Non si ferma la corsa dei fallimenti. Nel primo trimestre sono state aperte oltre 3mila procedure, il 4,2% in più rispetto allo stesso periodo del 2011. Lo affermano i dati Cerved, gruppo che analizza le imprese e il rischio di credito. I default si verificano soprattutto nel Centro Italia (+12,7%), dato più alto rispetto alla media nazionale, nel Sud (+6,5%) e nelle regioni del Nord-Ovest (+4,9%).

Tra le imprese più penalizzate dalla crisi economica, ancora una volta ci sono quelle dell’Edilizia. L’andamento prosegue similmente a quanto osservato nel 2011, con un ritmo di fallimenti che raggiunge nel 2012 il +8,4% nei primi tre mesi dell’anno.

Nel Terziario la crisi colpisce il 4,1% delle imprese in più rispetto allo scorso anno.
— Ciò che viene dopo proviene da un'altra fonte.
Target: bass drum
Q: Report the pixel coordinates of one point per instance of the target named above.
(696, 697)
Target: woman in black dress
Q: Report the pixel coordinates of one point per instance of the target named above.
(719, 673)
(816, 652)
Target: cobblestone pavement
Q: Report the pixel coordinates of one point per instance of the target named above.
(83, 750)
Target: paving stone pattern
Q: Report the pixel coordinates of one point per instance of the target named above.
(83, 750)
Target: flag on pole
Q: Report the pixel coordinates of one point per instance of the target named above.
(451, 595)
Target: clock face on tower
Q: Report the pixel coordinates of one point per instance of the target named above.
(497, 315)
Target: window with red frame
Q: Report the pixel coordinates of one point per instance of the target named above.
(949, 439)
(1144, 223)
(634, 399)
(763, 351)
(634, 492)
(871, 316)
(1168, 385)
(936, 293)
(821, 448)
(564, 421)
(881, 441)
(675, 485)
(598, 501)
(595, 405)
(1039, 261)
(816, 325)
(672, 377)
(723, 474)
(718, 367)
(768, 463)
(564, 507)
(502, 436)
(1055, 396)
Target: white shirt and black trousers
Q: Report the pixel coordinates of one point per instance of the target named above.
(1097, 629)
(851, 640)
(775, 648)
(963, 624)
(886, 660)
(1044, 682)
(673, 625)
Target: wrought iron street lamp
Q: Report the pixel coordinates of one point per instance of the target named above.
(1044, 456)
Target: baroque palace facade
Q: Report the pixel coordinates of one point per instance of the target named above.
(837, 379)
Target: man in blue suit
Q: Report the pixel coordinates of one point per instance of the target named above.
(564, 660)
Note positive invece per l’Industria, dove si registra un calo del -7,2% delle imprese in fallimento, pur rimanendo il settore con il più alto “insolvency ratio”, ovvero il numero di default ogni 10mila imprese: 9,8 punti contro una media del 5,5.

Le difficoltà per il sistema delle imprese italiane, evidenziate da un altro trimestre negativo sul fronte dei fallimenti, spiega il Cerved, “sono ulteriormente inasprite dai lunghi tempi dei tribunali: il 17,3% dei fallimenti chiusi nel 2011 fa riferimento a aziende che hanno portato i libri in tribunale prima del 1996 e il 36,4% a imprese che lo avevano fatto precedentemente al 2001”.

“La riforma della disciplina fallimentare - commenta Gianandrea De Bernardis, amministratore delegato di Cerved Group - doveva ridurre il carico di lavoro dei tribunali, escludendo le microimprese dall`ambito di applicazione della legge. L`ondata di nuovi fallimenti aperti a seguito della crisi ne ha però neutralizzato gli effetti: in media, i creditori devono aspettare per la ripartizione dell`attivo circa nove anni dalla dichiarazione del fallimento”.